Seattle Times' editorial cartoonist David Horsey has it in his mind that he is the voice of good old American common sense. He never goes too far to the right, nor too far to the left. He is a moderate, and so he can see the good and bad on both sides. And so, in one cartoon, he shows how the argument for the impeachment of Donald Trump is very simple, and how the argument against it is overly complicated. Clearly, Horsey dislikes Donald Trump, a politician whose body doesn't have one moderate bone. But liberals can be immoderate, too. This is certainly the point he made in his recent editorial: "Seattle’s nightmare in broad daylight."

He finds it a "wee bit bizarre" that the King County Courthouse is closing its Third Avenue entrance because there's just too much crime on the streets. Yes, the situation is so bad that this center of justice—with its cops, detectives, prosecutors, judges—is "under siege." If the law cannot do something about lawlessness, then who can? And why can't the law do something? Because Seattle has too many "super sensitive" people.


Being sensitive is moderate. Being super sensitive is immoderate. Nothing will get done if we care too much about poverty and its consequences. And so this is our reasonable cartoonist. On one side, he is anti-Trump; while on the other side, he sees crime and poverty as one and the same thing. He even mocks the super sensitive solution to the problem of homelessness: "more drug treatment and mental health services." And he suggests that the do-nothing bureaucrats in the King County Courthouse provide "the [silly, meaningless, waste of money] treatment inside a jail instead."

Let's break all of this down to its one question: Why do we hate the poor so much?

This is the thinking that thinks it speaks common sense.. It says the left can go too far sometimes, and the right is ultimately right about law enforcement. Strong policing keeps order in our society of free individuals who make "life choices" on their own. But if a life of poverty were a matter of choice in a democratic society, this would certainly mean that all of the society's subjects began life with the same opportunities: the same quality of education, the same securities in regards to food, clothing, health, transportation, and housing. In this society, which is not too hard to imagine, no one begins way, way, way ahead while others begin way, way, way behind.
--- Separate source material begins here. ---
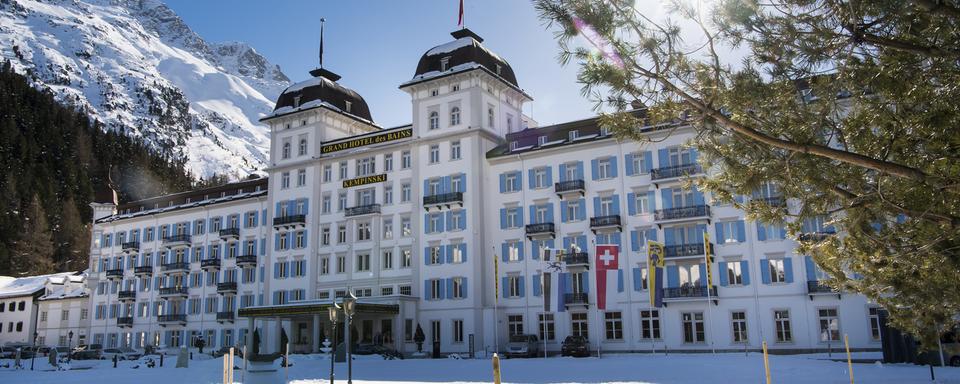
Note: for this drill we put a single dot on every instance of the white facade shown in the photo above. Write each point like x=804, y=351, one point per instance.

In a society of absolute beginners, we can see how poverty could really be a "life choice." We could understand Horsey's hatred of the poor. His cartoon "Seattle’s nightmare in broad daylight" would deserve a Pulitzer and to be turned into a movie. Yes, these inveterate booze-swilling, loud-mouth law-breakers got it as good as everyone else, but still they made a mess of every opportunity and now make daily trouble on our streets, even the one next to the courthouse. How ridiculous they are; they had it all, then they threw it all away.

In this very democratic society, which we assume has completely expunged "The Parable of the Prodigal Son" from its official religion, Mayor Durkan's sweeps would be justifiable; their logic, sound enough. If you decided to live in a tent, that is your business, not the city's—now get!

Durkan's sweep and Horsey's cartoons occur in a society that doesn't even have the basics—universal childcare, strong social institutions, reliable public transportation, job security for low-wage earners, and affordable high-standard housing. Why do so many people believe that our culture, with its brutal economic restrictions, offers everyone an abundance of free choices? Indeed, poverty in our society, which is by no means poor, is not even real. It is imposed. Which is why the hatred of the poor has to be manufactured. What is always wanted by the haters is to make poverty something that's not out there or structural. It is, for them, deep inside this man and that woman, this junkie and that thug. In each of these reprobates is a demon fountain from which vices overflow.